Knight has written over 30 scholarly articles and has contributed numerous pieces on Russian politics and history to the New York Review of Books and the Times Literary Supplement. Her articles have also been published in the New York Times, the Washington Post, and The Wilson Quarterly. From 2000 to 2006, Knight wrote regularly on Russian affairs for the Toronto Globe and Mail.

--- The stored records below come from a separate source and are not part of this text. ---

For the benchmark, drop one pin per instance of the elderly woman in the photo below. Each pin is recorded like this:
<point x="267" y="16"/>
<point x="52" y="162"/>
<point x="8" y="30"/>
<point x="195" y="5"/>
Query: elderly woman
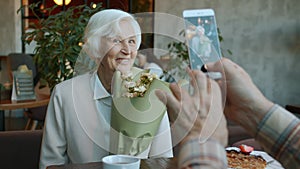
<point x="77" y="125"/>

She is the author of five books: The KGB: Police and Politics in the Soviet Union (Boston: Allen & Unwin, 1988); Beria: Stalin’s First Lieutenant (Princeton: Princeton University Press, 1993); Spies Without Cloaks: The KGB’s Successors (Princeton: Princeton University Press, 1996); Who Killed Kirov? The Kremlin’s Greatest Mystery (New York: Hill and Wang, June 1999); and How the Cold War Began: the Igor Gouzenko Affair and the Hunt for Soviet Spies, (Carroll & Graf, 2006).
Dr. Knight has also appeared on television: CNN, MSNBC, CBS Evening News, PBS NewsHour, Fox News, Al Jazeera, C-Span and National Public Radio in the US; CBC television and radio, CPAC and ITV in Canada. She served as the consultant for and appeared in a documentary on Beria (based on her book) which aired on BBC2 in October 1994 and later on the history channel.
Amy Knight lives in Summit, New Jersey. She blogs frequently for The New York Review of Books and is currently writing a book on Russia and terrorism.